Trace-Server Machine Learning Library (TMLL) is an automated pipeline that aims to apply Machine Learning techniques to the analyses derived from Trace Server. TMLL aims to simplify the process of performing both primitive trace analyses and complementary ML-based investigations.

TMLL provides users with pre-built, automated solutions integrating general Trace-Server analyses (e.g., CPU, Memory, or Disk usage) with machine learning techniques. This allows for more precise, efficient analysis without requiring deep knowledge in either Trace-Server operations or machine learning. By streamlining the workflow, TMLL empowers users to identify anomalies, trends, and other performance insights without extensive technical expertise, significantly improving the usability of trace data in real-world applications.

Features and Modules

In a nutshell, TMLL employs a diverse set of machine learning techniques, ranging from straightforward statistical tests to more sophisticated model-training procedures, to provide insights from analyses driven by Trace Server. These features are designed to help users reduce their manual efforts by automating the trace analysis process.

Anomaly Detection

Irregularities in system behavior can disrupt operations, often without immediate visibility. The Anomaly Detection module serves as a watchful observer, meticulously analyzing time-series data to detect deviations from expected patterns. It highlights anomalies with precision, enabling you to address them proactively and maintain smooth system functionality.

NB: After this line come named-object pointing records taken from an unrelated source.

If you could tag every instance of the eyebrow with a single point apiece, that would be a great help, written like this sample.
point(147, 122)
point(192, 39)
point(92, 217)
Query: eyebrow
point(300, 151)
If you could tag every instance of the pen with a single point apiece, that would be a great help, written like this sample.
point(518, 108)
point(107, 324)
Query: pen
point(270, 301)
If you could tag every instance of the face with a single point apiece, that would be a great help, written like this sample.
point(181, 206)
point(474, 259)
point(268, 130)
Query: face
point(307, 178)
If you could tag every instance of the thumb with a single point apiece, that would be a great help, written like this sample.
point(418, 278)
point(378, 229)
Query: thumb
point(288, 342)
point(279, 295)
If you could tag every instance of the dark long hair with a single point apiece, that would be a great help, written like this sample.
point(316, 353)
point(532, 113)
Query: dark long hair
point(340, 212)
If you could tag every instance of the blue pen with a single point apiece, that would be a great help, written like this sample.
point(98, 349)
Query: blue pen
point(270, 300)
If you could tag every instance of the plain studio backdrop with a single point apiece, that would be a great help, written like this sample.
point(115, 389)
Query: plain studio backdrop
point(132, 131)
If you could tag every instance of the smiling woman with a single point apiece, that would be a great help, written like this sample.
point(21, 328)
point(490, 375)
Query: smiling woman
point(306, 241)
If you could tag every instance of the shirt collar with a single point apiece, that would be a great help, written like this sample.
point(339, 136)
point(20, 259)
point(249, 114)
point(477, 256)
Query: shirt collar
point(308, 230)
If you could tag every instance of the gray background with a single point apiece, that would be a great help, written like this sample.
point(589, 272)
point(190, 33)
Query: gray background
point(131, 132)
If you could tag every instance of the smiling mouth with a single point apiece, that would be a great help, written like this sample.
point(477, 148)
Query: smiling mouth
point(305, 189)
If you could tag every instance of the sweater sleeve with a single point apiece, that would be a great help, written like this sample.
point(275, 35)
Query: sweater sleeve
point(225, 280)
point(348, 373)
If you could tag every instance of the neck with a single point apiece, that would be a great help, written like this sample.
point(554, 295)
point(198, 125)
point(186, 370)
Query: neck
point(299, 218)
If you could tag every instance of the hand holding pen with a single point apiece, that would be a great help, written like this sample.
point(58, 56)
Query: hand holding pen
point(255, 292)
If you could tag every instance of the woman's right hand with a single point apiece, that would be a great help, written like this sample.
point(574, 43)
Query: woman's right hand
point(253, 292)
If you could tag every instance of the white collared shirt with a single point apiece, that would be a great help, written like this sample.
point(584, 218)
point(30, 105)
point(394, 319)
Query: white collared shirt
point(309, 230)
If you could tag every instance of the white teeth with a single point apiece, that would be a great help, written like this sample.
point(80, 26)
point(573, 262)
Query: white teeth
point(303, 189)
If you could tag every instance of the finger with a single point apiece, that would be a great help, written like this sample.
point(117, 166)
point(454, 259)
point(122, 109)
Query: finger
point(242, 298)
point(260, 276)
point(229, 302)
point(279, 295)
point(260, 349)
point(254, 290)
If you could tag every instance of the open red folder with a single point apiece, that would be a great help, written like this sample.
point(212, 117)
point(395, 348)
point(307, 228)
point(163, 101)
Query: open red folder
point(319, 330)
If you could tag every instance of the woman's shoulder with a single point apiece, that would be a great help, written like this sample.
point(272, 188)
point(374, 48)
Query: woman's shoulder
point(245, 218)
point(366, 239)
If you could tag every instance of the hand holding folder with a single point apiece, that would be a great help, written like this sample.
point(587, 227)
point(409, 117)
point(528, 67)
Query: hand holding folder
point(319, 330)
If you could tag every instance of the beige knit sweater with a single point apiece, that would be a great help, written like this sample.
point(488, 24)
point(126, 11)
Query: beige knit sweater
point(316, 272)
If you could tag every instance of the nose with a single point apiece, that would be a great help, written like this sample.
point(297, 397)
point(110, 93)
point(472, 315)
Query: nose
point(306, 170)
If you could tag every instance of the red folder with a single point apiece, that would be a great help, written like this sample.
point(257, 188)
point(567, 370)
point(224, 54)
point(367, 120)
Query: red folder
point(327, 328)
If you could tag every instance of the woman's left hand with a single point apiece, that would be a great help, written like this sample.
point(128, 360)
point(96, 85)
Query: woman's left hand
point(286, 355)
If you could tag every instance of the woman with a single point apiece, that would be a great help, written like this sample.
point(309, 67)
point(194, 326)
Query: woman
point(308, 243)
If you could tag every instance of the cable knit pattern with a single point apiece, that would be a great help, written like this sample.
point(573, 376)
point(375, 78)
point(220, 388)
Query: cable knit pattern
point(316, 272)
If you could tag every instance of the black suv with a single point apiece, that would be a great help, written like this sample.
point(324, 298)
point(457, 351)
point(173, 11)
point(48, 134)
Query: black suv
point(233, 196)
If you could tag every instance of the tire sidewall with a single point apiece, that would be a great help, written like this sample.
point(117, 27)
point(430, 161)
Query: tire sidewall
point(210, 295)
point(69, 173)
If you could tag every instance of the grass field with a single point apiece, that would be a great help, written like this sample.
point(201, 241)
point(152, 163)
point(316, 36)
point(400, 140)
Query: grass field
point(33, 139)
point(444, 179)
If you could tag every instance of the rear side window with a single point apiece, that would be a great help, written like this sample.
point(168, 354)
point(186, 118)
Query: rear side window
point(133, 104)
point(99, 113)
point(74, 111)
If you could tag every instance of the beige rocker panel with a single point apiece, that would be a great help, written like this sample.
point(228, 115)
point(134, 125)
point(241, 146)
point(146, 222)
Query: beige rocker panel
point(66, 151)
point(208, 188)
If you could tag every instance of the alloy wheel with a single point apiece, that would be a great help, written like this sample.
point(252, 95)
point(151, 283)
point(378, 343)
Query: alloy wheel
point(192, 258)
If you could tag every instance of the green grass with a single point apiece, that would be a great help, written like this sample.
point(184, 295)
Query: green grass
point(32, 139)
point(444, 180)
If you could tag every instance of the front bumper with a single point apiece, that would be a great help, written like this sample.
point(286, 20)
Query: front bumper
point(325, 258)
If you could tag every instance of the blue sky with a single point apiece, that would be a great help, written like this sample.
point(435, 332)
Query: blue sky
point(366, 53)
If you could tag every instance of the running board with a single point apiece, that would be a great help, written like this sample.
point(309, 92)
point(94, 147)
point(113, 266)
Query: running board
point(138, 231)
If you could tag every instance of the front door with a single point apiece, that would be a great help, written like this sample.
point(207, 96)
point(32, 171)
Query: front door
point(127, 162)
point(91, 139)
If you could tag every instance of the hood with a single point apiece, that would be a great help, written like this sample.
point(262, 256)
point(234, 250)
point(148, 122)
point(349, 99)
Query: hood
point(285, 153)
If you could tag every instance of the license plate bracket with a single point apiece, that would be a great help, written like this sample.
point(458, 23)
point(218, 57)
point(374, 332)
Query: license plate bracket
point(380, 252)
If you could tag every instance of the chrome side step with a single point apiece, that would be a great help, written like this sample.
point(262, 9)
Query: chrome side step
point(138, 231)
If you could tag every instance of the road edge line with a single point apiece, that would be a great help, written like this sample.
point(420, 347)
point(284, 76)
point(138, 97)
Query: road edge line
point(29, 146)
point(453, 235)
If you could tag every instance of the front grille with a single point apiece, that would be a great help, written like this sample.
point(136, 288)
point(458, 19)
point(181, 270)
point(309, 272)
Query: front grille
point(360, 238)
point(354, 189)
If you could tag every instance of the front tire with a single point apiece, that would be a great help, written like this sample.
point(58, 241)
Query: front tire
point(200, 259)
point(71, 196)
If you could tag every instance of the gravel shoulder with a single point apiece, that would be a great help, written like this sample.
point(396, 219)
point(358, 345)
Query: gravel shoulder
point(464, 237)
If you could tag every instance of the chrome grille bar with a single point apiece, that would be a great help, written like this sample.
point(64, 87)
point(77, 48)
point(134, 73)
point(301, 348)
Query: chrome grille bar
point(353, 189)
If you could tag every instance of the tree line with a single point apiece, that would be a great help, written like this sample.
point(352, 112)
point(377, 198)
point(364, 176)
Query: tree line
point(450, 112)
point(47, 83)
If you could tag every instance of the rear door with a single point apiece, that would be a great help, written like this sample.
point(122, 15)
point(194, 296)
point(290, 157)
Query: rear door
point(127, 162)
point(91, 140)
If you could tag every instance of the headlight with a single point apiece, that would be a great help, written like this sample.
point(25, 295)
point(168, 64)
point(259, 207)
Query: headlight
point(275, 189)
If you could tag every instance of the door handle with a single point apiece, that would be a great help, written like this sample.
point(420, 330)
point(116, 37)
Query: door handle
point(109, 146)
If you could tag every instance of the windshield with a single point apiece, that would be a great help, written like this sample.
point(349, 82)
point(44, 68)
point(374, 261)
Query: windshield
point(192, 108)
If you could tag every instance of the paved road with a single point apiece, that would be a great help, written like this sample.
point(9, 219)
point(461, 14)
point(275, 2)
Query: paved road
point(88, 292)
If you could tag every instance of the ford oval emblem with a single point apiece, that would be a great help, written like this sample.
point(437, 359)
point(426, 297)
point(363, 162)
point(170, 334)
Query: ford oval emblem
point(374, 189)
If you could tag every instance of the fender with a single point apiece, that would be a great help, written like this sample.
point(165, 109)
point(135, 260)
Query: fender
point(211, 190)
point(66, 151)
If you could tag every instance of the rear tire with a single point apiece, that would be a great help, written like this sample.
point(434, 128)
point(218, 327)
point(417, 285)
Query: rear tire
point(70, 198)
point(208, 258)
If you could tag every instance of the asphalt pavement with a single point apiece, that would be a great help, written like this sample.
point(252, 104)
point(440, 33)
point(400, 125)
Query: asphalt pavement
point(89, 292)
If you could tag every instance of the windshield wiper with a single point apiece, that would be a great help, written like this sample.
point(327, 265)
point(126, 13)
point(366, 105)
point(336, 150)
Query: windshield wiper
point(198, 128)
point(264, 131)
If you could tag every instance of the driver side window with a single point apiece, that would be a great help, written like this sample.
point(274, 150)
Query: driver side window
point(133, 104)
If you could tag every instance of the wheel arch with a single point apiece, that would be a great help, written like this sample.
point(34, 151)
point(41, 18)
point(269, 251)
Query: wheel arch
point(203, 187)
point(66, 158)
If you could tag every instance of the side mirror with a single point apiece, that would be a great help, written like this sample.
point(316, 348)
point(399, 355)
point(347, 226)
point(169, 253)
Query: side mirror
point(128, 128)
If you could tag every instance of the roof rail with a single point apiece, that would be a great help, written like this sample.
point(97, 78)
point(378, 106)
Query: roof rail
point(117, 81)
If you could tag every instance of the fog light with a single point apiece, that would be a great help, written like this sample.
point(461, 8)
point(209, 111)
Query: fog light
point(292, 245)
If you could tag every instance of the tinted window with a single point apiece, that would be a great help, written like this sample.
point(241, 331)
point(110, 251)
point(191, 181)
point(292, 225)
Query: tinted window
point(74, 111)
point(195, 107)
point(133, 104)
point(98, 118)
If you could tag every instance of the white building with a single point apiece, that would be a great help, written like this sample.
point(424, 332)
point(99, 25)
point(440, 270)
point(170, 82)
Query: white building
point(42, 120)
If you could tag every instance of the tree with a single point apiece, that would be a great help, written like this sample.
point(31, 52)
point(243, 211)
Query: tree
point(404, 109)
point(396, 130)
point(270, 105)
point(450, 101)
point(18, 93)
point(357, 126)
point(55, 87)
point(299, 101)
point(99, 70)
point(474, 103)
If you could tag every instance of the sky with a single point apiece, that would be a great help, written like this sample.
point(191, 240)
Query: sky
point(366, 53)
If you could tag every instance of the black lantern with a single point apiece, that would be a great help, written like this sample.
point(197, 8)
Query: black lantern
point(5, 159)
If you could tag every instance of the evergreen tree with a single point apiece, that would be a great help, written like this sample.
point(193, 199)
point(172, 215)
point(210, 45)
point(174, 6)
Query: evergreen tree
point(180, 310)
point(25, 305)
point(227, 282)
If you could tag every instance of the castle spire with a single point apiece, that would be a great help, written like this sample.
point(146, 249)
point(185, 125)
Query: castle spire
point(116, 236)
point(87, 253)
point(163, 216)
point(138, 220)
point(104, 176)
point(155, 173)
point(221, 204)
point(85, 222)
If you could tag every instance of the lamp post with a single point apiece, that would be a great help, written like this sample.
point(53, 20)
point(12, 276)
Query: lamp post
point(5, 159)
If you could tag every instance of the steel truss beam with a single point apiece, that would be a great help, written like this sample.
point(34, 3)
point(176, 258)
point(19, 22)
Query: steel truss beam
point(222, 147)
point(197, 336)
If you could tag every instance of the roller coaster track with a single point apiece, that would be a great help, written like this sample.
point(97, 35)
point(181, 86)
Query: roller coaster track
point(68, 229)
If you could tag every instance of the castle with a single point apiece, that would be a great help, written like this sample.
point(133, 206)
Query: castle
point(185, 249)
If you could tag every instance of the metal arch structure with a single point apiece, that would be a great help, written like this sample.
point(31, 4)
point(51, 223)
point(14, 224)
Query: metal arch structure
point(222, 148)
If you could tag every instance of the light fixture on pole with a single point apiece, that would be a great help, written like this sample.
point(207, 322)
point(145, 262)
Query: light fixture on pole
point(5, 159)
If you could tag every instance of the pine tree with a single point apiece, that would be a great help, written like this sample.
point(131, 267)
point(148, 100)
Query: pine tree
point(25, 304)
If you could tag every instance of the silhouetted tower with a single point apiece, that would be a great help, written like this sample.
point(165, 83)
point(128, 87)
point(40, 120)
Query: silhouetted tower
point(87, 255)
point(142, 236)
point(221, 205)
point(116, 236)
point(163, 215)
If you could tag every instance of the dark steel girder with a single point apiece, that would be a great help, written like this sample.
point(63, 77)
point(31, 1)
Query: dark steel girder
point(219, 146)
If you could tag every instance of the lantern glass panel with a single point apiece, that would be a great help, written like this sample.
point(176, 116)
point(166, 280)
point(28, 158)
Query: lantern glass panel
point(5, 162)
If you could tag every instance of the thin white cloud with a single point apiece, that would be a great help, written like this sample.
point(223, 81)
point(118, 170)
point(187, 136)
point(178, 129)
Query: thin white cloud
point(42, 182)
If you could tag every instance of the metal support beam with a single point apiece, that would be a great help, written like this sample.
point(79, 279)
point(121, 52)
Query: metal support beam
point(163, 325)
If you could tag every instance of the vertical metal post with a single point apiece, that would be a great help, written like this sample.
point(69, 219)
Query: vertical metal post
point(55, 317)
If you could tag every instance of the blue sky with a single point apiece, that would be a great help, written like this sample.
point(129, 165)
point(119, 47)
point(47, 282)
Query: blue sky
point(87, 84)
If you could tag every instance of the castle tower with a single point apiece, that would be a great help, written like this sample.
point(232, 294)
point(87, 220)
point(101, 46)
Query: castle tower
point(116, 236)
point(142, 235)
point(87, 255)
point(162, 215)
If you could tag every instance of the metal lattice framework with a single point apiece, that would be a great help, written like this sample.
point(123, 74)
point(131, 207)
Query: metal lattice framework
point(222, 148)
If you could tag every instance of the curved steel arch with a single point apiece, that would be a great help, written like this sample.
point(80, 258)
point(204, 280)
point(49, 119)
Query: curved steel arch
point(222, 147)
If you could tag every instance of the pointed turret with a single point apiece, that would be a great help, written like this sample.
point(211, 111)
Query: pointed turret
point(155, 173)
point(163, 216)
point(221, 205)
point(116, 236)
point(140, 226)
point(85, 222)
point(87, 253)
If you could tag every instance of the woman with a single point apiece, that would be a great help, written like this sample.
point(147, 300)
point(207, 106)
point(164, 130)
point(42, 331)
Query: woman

from tmll.ml.modules.anomaly_detection.anomaly_detection_module import AnomalyDetection

# Initialize the module
ad = AnomalyDetection(client, experiment, outputs) # Check the Quickstart page to see what are these variables

# Find anomalies using a custom method and parameters
anomalies = ad.find_anomalies(method='zscore', zscore_threshold=3)

# Plot the anomalies
ad.plot_anomalies(anomalies, plot_size=(15,8))

Memory Leak Detection

Memory leaks can quietly deplete a system's resources, leading to inefficiencies and potential instability. TMLL delves into the intricacies of memory usage, analyzing allocation patterns and pinpointing areas of concern. By identifying potential leaks and computing critical metrics, it acts as a vigilant safeguard, ensuring your system maintains optimal performance.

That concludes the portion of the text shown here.